Rocha lined up in his sights. A finger squeezing a trigger. Rocha’s head kicking back. Rocha dropping to his knees and falling forward like a felled tree.
Some deaths must be paid for, and the cost of a life was another life.
* * *
Alejandro Rocha walked through the corridors, his pace brisk, his footfalls echoing through the empty spaces. The corridors were dimly lit, walled with bare cinder block, nothing to distinguish one from another, but he turned left and right through them, moving from one to another, knowing exactly where he was headed.

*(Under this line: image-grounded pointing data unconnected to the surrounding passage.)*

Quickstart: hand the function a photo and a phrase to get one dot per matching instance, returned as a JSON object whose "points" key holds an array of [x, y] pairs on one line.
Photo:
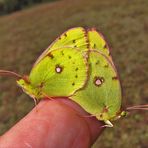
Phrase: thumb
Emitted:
{"points": [[53, 124]]}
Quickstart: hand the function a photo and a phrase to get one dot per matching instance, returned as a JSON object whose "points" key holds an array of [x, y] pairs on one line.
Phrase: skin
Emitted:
{"points": [[56, 123]]}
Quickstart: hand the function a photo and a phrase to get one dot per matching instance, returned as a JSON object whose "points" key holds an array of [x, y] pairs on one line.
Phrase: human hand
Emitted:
{"points": [[53, 123]]}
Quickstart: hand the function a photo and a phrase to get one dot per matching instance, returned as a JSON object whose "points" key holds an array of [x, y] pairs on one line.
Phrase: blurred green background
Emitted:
{"points": [[25, 34]]}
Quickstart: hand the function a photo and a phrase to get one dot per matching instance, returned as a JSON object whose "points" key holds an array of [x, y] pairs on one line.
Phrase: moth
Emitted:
{"points": [[78, 65]]}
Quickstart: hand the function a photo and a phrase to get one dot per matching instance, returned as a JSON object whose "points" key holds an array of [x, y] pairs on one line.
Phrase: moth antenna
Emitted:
{"points": [[138, 107], [10, 73]]}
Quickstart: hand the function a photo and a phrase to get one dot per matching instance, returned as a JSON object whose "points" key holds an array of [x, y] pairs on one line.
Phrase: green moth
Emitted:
{"points": [[78, 65], [102, 95], [61, 72]]}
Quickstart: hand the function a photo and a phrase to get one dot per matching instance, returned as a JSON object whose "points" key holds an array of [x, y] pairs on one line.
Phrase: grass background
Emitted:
{"points": [[25, 34]]}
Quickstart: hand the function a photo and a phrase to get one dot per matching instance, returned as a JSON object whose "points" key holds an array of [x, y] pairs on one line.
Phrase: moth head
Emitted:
{"points": [[29, 89]]}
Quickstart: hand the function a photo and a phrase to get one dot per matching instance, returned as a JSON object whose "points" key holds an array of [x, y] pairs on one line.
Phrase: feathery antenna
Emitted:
{"points": [[138, 107], [10, 73]]}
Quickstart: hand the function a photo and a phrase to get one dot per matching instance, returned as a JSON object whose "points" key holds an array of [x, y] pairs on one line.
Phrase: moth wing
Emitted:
{"points": [[61, 72], [75, 37], [102, 94]]}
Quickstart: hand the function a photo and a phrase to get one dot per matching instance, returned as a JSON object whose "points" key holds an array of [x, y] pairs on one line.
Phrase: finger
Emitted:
{"points": [[53, 123]]}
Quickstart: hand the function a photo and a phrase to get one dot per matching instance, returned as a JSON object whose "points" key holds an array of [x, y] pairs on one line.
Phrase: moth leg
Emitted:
{"points": [[108, 124]]}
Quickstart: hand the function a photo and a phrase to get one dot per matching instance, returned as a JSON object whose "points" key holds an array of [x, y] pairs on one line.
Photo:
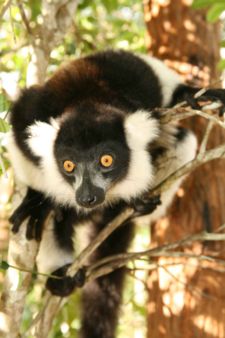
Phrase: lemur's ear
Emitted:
{"points": [[141, 129], [41, 137], [27, 107]]}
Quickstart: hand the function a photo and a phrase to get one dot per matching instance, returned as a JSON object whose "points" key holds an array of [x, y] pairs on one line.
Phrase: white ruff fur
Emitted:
{"points": [[168, 79], [46, 178], [50, 256], [183, 152], [140, 129]]}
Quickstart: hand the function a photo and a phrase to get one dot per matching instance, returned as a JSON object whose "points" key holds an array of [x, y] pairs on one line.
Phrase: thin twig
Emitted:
{"points": [[205, 139], [4, 8]]}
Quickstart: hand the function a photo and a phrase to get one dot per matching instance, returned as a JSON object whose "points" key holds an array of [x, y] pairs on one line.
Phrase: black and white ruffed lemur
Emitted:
{"points": [[86, 144]]}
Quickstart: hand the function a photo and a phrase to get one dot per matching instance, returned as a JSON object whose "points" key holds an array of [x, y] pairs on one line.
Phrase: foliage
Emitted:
{"points": [[215, 10]]}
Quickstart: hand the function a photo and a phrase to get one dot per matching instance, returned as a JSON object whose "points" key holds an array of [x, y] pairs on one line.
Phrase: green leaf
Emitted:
{"points": [[215, 11], [4, 104], [4, 265], [4, 126]]}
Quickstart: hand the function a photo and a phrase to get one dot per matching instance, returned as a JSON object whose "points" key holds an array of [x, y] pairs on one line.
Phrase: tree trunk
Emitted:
{"points": [[186, 296]]}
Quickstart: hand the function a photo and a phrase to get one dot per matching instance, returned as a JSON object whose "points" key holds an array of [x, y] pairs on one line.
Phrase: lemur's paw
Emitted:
{"points": [[65, 285], [145, 206], [35, 208]]}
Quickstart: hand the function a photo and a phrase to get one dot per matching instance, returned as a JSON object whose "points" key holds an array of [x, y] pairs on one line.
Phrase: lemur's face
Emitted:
{"points": [[91, 158]]}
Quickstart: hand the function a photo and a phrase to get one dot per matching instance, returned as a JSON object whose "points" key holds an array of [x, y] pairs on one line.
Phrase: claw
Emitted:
{"points": [[144, 206]]}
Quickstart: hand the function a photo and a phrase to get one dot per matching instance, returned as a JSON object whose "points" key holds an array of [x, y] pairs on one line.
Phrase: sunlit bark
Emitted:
{"points": [[186, 298]]}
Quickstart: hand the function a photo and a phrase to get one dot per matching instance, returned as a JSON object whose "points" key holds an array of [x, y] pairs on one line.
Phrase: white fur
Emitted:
{"points": [[47, 177], [140, 129], [50, 256], [168, 79]]}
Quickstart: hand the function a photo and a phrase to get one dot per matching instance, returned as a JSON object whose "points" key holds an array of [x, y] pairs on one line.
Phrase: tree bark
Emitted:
{"points": [[186, 297]]}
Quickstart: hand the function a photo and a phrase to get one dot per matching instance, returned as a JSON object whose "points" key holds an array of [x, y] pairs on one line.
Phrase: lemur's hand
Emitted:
{"points": [[145, 206], [34, 207], [65, 285]]}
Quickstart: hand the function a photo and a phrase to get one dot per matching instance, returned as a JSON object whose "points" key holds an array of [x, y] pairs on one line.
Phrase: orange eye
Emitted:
{"points": [[68, 166], [106, 161]]}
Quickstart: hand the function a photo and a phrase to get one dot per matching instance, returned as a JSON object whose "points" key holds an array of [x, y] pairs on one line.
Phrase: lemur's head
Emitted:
{"points": [[97, 153]]}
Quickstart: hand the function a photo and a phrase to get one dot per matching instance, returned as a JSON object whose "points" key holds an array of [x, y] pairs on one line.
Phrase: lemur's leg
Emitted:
{"points": [[56, 248], [102, 297]]}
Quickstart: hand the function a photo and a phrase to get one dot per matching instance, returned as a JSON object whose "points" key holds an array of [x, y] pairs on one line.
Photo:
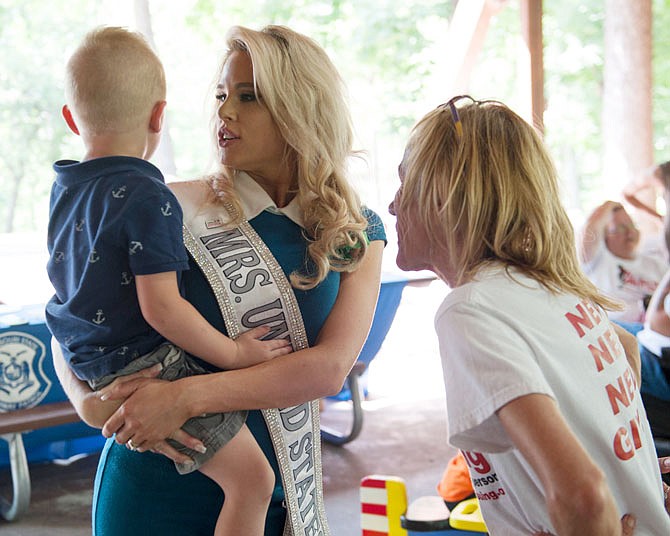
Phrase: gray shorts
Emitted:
{"points": [[213, 429]]}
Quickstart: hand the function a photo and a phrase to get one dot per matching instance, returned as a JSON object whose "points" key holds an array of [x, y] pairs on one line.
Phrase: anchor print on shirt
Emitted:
{"points": [[135, 246], [119, 193], [99, 317], [167, 209]]}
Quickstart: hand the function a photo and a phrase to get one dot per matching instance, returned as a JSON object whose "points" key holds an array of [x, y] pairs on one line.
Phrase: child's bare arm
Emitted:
{"points": [[178, 321]]}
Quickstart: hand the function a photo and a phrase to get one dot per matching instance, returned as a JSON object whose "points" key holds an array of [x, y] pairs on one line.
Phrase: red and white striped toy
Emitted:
{"points": [[383, 501]]}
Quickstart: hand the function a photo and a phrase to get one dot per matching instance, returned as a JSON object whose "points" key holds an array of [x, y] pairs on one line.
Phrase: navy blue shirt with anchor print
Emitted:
{"points": [[110, 219]]}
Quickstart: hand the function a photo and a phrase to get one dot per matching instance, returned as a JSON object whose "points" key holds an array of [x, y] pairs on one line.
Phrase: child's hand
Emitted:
{"points": [[251, 349]]}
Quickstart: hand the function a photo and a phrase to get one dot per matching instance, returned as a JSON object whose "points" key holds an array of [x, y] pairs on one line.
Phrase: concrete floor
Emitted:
{"points": [[404, 434]]}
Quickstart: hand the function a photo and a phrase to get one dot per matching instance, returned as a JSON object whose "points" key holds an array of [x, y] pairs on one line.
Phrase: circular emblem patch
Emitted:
{"points": [[23, 383]]}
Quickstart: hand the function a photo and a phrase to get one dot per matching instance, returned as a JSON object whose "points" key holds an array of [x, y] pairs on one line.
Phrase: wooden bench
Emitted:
{"points": [[12, 425]]}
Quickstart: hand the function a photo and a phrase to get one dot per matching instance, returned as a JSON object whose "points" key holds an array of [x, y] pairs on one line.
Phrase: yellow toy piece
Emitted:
{"points": [[466, 515]]}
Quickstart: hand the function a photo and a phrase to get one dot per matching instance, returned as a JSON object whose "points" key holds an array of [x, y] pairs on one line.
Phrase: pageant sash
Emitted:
{"points": [[252, 290]]}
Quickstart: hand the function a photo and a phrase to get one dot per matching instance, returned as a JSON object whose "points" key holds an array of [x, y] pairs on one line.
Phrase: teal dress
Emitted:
{"points": [[141, 494]]}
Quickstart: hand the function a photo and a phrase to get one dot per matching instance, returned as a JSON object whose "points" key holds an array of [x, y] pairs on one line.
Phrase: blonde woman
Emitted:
{"points": [[540, 395], [277, 238]]}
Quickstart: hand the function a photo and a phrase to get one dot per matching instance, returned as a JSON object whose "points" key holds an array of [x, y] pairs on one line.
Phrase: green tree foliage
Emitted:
{"points": [[387, 51]]}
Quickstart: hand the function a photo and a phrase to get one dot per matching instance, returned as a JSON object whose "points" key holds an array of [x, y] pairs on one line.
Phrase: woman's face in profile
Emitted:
{"points": [[248, 137], [414, 244]]}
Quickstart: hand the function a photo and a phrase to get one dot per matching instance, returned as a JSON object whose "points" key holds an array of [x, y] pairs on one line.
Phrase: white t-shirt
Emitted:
{"points": [[501, 339], [629, 281]]}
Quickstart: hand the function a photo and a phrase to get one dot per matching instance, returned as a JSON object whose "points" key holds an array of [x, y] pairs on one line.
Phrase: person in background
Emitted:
{"points": [[277, 237], [610, 258], [541, 397], [654, 341], [644, 193]]}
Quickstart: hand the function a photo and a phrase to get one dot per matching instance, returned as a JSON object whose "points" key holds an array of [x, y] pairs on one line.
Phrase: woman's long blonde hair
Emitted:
{"points": [[304, 94], [487, 191]]}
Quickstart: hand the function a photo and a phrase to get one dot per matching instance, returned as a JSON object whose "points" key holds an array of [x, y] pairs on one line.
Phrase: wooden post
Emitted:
{"points": [[531, 24]]}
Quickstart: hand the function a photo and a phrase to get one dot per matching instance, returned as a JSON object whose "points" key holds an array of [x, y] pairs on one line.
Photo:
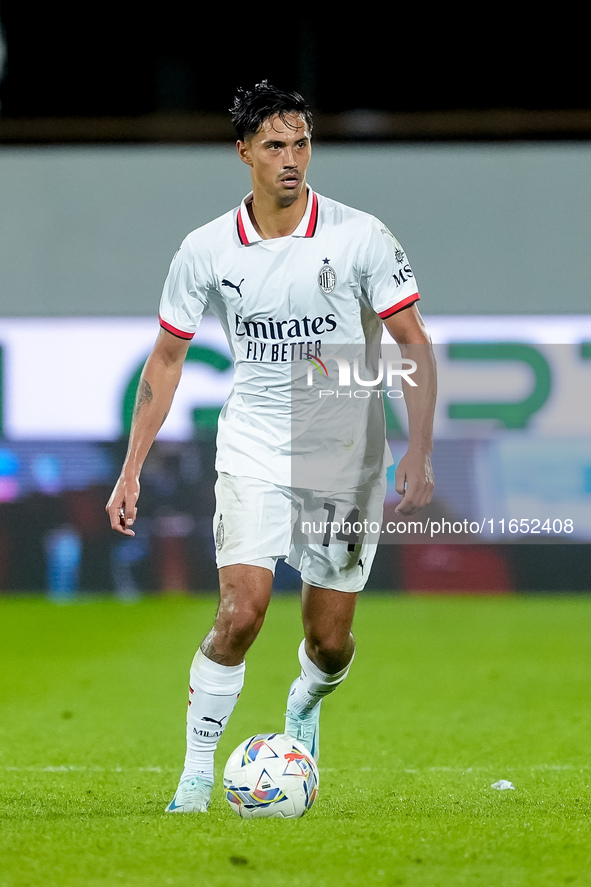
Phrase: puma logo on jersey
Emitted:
{"points": [[233, 285]]}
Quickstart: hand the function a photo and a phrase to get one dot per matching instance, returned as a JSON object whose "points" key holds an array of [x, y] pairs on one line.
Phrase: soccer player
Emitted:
{"points": [[290, 275]]}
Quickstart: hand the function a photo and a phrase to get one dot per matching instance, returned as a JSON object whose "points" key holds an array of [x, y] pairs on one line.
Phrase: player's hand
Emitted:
{"points": [[414, 482], [121, 506]]}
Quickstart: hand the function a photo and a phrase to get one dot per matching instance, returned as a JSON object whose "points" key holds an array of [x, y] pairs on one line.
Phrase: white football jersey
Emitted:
{"points": [[284, 303]]}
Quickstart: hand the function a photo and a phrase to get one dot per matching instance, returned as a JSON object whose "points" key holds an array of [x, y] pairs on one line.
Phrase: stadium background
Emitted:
{"points": [[115, 142]]}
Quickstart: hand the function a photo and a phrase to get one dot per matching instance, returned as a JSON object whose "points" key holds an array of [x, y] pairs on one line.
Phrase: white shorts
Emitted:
{"points": [[331, 538]]}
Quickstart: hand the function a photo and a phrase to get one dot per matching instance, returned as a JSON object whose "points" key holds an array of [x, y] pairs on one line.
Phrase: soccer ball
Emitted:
{"points": [[271, 774]]}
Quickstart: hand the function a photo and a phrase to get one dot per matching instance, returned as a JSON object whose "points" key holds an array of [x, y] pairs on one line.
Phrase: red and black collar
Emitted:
{"points": [[247, 233]]}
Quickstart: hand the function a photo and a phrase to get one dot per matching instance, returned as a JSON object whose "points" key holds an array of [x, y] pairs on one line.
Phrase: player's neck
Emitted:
{"points": [[271, 220]]}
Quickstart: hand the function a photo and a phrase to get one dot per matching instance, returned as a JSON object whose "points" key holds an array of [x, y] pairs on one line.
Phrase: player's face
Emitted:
{"points": [[278, 156]]}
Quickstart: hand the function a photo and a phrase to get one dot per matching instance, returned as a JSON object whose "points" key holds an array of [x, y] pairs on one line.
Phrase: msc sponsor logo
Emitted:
{"points": [[400, 278]]}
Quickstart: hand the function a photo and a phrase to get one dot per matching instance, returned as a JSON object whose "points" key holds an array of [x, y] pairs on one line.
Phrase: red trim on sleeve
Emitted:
{"points": [[241, 230], [311, 229], [172, 329], [399, 306]]}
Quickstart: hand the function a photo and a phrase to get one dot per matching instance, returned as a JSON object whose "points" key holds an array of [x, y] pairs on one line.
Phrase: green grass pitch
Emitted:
{"points": [[446, 696]]}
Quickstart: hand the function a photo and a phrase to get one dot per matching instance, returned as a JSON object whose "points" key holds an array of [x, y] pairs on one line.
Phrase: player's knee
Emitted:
{"points": [[331, 651], [241, 623]]}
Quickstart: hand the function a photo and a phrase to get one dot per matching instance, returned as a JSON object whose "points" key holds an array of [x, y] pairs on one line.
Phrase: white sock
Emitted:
{"points": [[313, 685], [213, 692]]}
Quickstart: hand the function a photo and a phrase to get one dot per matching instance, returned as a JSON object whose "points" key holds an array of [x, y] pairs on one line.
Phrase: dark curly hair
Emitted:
{"points": [[253, 106]]}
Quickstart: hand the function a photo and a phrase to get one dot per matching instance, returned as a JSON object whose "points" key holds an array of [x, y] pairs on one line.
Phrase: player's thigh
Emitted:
{"points": [[245, 592], [339, 552]]}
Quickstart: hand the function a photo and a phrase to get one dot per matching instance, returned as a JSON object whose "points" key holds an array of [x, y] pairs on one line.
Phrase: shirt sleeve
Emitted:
{"points": [[184, 296], [386, 275]]}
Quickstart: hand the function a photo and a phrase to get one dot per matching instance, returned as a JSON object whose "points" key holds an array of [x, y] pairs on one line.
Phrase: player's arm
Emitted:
{"points": [[158, 383], [414, 475]]}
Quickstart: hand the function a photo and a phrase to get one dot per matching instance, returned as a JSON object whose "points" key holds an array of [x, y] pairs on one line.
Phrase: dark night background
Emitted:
{"points": [[124, 60]]}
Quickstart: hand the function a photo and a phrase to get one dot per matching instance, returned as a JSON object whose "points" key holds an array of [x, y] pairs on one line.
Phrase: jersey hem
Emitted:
{"points": [[399, 306], [181, 334]]}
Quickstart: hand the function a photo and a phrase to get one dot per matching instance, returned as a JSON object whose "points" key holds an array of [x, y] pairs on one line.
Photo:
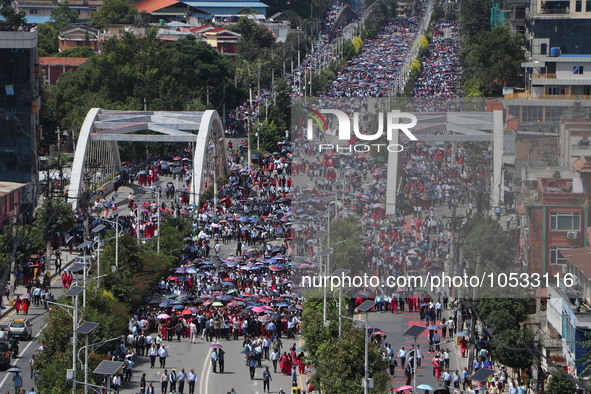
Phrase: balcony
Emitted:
{"points": [[543, 76]]}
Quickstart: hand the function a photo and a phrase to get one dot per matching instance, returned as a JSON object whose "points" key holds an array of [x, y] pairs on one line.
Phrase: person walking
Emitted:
{"points": [[163, 353], [17, 380], [214, 360], [275, 356], [252, 365], [143, 384], [164, 382], [267, 380], [191, 380], [182, 378], [173, 378], [221, 354], [153, 352]]}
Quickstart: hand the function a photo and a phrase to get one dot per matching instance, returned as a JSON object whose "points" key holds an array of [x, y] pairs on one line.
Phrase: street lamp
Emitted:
{"points": [[73, 292], [365, 308], [415, 332], [85, 329], [97, 230], [117, 229]]}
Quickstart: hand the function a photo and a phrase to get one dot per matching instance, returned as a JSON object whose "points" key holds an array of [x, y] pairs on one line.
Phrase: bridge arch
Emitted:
{"points": [[97, 160]]}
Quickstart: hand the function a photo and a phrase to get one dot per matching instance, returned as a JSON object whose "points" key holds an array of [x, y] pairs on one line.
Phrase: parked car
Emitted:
{"points": [[20, 328]]}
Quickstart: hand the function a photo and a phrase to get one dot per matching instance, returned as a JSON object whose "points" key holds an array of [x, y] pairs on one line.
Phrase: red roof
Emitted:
{"points": [[62, 61], [153, 5]]}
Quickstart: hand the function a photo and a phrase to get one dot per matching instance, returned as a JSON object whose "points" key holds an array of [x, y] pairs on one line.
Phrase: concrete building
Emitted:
{"points": [[53, 67], [19, 110]]}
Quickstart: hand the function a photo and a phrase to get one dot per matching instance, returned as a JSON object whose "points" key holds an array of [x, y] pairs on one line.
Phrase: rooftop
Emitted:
{"points": [[62, 61]]}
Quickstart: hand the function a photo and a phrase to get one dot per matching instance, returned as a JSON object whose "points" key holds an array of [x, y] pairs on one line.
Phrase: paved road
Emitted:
{"points": [[37, 317]]}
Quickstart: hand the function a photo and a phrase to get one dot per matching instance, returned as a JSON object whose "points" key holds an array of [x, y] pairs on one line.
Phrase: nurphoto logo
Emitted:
{"points": [[344, 125]]}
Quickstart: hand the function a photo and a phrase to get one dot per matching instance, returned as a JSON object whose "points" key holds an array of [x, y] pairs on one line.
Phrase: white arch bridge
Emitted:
{"points": [[97, 160]]}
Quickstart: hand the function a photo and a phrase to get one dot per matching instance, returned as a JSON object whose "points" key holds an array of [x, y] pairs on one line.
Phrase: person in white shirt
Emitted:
{"points": [[402, 357]]}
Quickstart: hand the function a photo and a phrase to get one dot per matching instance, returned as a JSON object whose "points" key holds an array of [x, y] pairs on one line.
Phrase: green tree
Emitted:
{"points": [[62, 15], [48, 40], [11, 17], [484, 234], [341, 367], [347, 254], [560, 384], [512, 348], [132, 69], [114, 12], [495, 57], [503, 313]]}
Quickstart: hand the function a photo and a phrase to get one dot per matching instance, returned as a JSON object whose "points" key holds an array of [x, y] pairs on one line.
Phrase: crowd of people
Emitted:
{"points": [[372, 73]]}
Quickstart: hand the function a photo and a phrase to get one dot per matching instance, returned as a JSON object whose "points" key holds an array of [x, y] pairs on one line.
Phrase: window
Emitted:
{"points": [[565, 221], [555, 256], [555, 90]]}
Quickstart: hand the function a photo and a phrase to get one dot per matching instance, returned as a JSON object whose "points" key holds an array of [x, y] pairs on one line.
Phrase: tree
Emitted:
{"points": [[512, 348], [114, 12], [484, 235], [134, 68], [347, 254], [559, 384], [48, 39], [62, 15], [341, 367], [11, 17], [503, 313], [495, 57]]}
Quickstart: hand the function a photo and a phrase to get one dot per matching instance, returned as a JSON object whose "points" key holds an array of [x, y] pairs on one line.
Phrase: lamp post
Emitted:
{"points": [[117, 229], [97, 230], [365, 308], [73, 292]]}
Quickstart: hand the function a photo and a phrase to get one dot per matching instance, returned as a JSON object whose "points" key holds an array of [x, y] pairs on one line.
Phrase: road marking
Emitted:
{"points": [[22, 352], [205, 372]]}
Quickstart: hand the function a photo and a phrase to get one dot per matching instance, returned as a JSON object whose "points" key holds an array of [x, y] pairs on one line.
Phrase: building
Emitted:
{"points": [[555, 216], [10, 201], [53, 67], [557, 66], [78, 36], [39, 11], [19, 109]]}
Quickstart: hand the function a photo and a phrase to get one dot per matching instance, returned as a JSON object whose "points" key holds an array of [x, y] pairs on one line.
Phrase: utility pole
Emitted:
{"points": [[472, 349]]}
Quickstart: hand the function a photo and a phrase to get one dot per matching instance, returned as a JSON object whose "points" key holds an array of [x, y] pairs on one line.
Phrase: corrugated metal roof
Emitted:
{"points": [[154, 5], [226, 4], [579, 258], [61, 61]]}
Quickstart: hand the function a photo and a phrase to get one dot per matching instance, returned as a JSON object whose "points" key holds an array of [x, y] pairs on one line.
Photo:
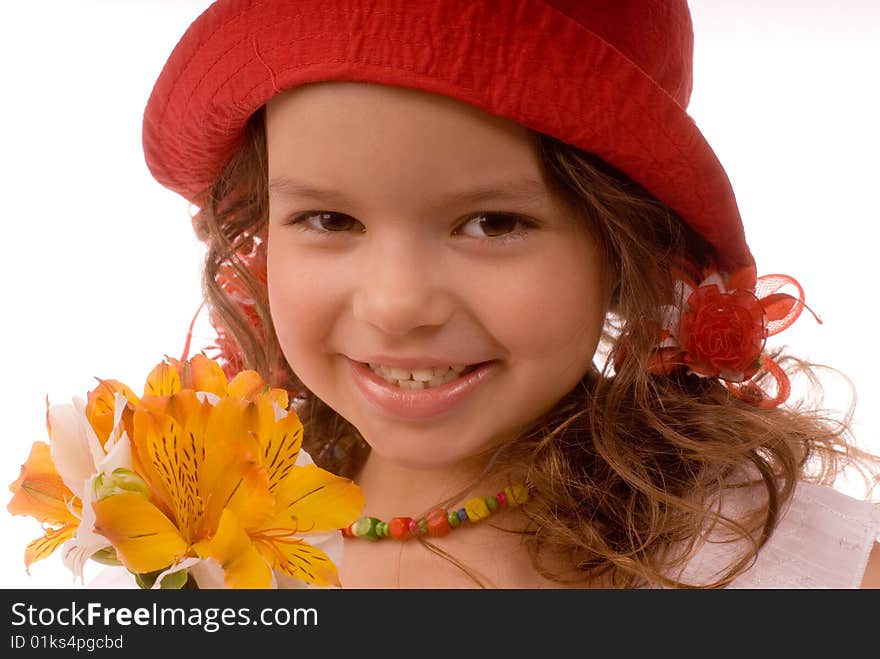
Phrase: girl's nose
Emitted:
{"points": [[401, 291]]}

Finally he arrived at the infirmary, pushed open the door, and stepped into the room. It was only ten feet deep but at least sixty feet wide, filled with beds, a chain of them lined up side by side, blue curtains hanging from rusting steel rods between them, the curtains all drawn back. Most of the beds were empty, with sheets taut and pillows in place, but four of them were occupied by men injured in the yard or in their cells.
Alejandro walked to the bed in which James Murphy lay with his eyes closed and looked down at him. His face was expressionless, seemed to hold the peace of sleep, but only a moment after he looked down at them the eyes opened. They looked up at Alejandro but the face remained expressionless. Neither man said anything for a long time.
Finally Alejandro spoke: “He lives.”
“I’ll still be living long after you’ve been buried.”